Wednesday, March 31, 2004

Mr. JT, whatcha got for me? I've been listening to a lot of Justin Timberlake lately, his smooth style is just the right mood music for a lot of occasions. Also, I've tackled the Dashboard songs.

I'm ok with em all. The more naps I've been taking the better I've been feeling. I haven't been having any odd dreams, so I'm chillin like a villian. Plus I never thought writing a lot in a journal would actually help. But I guess they say "you write things out of you". I think that can be true to some level. Journals are kinda like friends, that you don't feel you're burdening with your problems. Something about the sound of the rain above you on a "deck" type area outside the dorm. And then a mouse runs bye. YES! a mouse. I can tell ya, at first sight, something small and brown running around like a little turd with legs is kinda scary! But I kinda laughed that off, and continued on.

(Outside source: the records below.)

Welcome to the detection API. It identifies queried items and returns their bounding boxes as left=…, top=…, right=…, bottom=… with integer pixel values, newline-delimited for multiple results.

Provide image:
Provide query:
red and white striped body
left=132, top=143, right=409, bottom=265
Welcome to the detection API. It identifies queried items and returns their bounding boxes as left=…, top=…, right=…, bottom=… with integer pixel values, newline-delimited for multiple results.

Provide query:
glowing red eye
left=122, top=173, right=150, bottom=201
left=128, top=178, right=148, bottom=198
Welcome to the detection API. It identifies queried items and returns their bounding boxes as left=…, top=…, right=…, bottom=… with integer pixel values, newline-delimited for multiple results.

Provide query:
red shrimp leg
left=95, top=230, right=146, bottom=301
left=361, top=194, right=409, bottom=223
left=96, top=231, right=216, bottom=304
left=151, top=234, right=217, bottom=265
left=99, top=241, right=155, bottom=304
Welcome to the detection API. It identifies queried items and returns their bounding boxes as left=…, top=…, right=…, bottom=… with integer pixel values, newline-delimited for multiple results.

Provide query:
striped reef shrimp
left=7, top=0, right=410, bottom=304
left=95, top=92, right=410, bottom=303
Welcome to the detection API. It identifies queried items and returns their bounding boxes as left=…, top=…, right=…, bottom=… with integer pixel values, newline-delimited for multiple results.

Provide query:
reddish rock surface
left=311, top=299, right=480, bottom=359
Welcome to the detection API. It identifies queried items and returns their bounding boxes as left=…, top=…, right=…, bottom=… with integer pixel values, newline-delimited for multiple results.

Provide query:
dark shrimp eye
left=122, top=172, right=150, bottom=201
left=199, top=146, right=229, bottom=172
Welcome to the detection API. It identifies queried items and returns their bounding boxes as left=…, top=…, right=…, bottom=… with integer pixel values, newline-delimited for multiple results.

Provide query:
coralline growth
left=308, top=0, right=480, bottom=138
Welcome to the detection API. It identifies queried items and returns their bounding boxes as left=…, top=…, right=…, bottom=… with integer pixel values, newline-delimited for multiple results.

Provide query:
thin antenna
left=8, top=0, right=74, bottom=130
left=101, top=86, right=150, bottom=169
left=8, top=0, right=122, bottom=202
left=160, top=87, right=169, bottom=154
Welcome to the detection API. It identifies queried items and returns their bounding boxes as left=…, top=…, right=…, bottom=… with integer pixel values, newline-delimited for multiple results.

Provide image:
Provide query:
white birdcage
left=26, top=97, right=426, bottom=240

It's all cool though, at this point, the drama builds and builds, but it just gets to the point where you have to take a step back, and relax. I do that by *trying* to help other people, becuase I do really care about you, whoever you are. If you know me, you'd know that much. And then...after the day's over, I just look back on it, and just laugh. It's all point of view. every last smile to tear.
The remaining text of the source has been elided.